SARS-CoV-2 is known to infect several animal species, including mink, deer and hamsters. Some scientists think that Omicron could have passed through an animal host or hosts before it was first detected in South Africa last November. Other researchers are wondering whether it might infiltrate even more species than it is known to and then move back to humans again, potentially bringing new and dangerous adaptations.
“We have to address the elephant in the room, quite literally: where else has the virus gone, and what is it doing in those species?” says Jason Kindrachuk, a virologist at the University of Manitoba in Winnipeg, Canada, who is part of a team tackling this question.
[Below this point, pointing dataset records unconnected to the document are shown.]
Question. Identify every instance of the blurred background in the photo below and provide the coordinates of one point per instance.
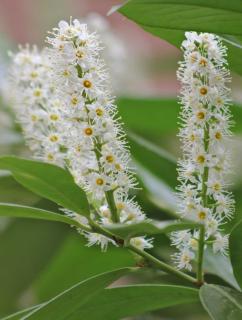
(39, 260)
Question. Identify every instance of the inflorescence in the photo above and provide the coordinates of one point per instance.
(205, 130)
(69, 118)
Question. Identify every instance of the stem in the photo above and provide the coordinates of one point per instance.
(201, 244)
(201, 241)
(159, 264)
(112, 206)
(162, 265)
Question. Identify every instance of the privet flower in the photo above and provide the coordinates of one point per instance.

The group is checking wildlife samples for Omicron and is also testing how the virus’s spike interacts with ACE2 proteins from different species.
As for severity, there’s no guarantee that it will continue to diminish. Chan is keeping an eye on pathogenicity using the virus’s temperature preference as a clue. Viruses that stick to the upper airways replicate well at a cool 33 °C and tend to cause a milder infection. Those that prefer the 37 °C of the lungs are likely to be more virulent. The original Omicron variant doesn’t seem to grow better at either temperature, says Chan, but he’s checking its descendants now.
Whatever happens next, these and other questions will keep scientists busy with Omicron for months to come. Most current research is still preliminary, awaiting peer review and confirmation in other labs.
After all, researchers were still trying to understand Delta when Omicron emerged, notes Kindrachuk. “We’ve only really known this variant since the end of November,” he says. “We don’t know a lot yet.”